I of course agree with the conclusion that their lifestyle is behind their problems; that's pretty obvious. I think most Pima know it too. If they got their water back, maybe things would be different for them.

However, the focus on macronutrients sometimes obscures the fact that the modern Pima diet is pure crap. It's mostly processed food with a low nutrient density. It also contains the two biggest destroyers of indigenous health: white flour and sugar. There are numerous examples of cultures going from a high-fat diet to a lower-fat "reservation food" diet and suffering the same fate: the Inuit of Alaska, the Maasai and Samburu of Kenya, tribes in the Pacific Northwestern US and Canada, certain Aboriginal groups, and more. What do they all have in common? White flour, sugar and other processed food.

The exercise thing is somewhat questionable as well. True, Mexican Pima exercise 2.5 times more than Arizona Pima, but the Arizona Pima still exercise much more than the average American! Women clock in at 3.1 hours a week, while men come in at a whopping 12.1 hours a week! I am a bike commuter and weight lifter, and even I don't exercise that much. So forgive me if I'm a little skeptical of the idea that they aren't exercising enough to keep the weight off. 

The history of the Pima is a heart-wrenching story that has been repeated hundreds, perhaps thousands of times all over the world. Europeans bring in white flour, sugar and other processed food, it destroys a native populations' health, and then researchers either act like they don't understand why it happened, or give unsatisfying explanations for it.
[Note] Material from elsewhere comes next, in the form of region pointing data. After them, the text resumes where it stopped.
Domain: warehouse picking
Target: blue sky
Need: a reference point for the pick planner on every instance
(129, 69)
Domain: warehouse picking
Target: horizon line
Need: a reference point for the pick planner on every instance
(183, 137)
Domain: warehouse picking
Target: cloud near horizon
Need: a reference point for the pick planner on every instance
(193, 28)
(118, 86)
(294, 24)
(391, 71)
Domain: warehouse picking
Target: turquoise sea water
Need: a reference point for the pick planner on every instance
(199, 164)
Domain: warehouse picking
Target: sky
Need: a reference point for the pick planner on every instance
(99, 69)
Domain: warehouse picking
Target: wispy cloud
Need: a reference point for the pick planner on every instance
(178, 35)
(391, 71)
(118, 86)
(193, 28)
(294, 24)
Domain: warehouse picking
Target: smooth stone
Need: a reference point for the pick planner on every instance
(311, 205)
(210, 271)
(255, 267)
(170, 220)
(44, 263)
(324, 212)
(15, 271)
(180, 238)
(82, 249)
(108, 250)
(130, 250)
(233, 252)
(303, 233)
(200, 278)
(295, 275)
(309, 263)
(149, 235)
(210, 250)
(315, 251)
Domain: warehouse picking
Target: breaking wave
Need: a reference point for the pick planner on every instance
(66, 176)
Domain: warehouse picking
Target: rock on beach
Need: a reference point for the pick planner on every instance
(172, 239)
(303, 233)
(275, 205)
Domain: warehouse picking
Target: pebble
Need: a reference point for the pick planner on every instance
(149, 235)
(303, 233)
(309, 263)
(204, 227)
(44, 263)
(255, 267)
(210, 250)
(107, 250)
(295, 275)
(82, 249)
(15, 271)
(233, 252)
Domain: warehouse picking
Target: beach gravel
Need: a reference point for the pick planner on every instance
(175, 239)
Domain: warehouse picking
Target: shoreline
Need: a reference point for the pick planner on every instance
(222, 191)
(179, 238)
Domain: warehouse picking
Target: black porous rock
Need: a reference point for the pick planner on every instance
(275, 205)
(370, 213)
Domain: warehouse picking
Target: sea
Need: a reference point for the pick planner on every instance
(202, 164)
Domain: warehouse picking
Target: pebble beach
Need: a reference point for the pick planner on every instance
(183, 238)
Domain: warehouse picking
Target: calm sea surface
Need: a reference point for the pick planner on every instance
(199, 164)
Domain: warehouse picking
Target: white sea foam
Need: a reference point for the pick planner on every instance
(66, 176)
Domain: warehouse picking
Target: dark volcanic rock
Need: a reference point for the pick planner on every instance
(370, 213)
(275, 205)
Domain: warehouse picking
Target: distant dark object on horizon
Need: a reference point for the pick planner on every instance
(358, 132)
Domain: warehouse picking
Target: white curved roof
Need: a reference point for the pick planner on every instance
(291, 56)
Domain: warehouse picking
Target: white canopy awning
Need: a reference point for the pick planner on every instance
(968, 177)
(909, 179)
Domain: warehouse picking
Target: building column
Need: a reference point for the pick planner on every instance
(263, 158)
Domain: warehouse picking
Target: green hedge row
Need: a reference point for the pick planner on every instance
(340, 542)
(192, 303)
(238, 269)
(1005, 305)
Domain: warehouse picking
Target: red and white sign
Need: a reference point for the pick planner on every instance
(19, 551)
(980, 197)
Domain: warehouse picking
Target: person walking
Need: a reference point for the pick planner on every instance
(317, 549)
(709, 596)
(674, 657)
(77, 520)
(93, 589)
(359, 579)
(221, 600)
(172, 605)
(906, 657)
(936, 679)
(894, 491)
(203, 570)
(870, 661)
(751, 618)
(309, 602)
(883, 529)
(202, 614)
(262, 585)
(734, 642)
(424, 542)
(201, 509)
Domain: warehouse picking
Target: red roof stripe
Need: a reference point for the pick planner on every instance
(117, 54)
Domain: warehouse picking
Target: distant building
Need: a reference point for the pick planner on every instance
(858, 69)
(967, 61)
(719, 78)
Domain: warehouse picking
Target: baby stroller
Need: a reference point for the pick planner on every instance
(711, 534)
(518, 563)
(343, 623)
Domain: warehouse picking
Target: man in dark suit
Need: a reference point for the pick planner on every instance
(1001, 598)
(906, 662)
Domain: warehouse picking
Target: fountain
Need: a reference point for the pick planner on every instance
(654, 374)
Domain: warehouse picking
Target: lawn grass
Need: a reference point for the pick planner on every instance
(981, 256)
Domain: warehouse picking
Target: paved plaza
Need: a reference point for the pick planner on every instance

The Pima are canaries in the coal mine, and we can learn a lot from them. Their health problems resemble those of other poor Americans (and wealthier ones also, to a lesser extent). This is because they are both eating similar types of things. The problem is creeping into society at large, however, as we rely more and more on processed wheat, corn, soy and sugar, and less on wholesome food. Obesity in the US has doubled in the past 30 years, and childhood obesity has tripled. Diabetes is following suit. Life expectancy has begun to diminish in some (poor) parts of the country. Meanwhile, our diet is looking increasingly like Pima reservation food. It's time to learn a lesson from their tragedy.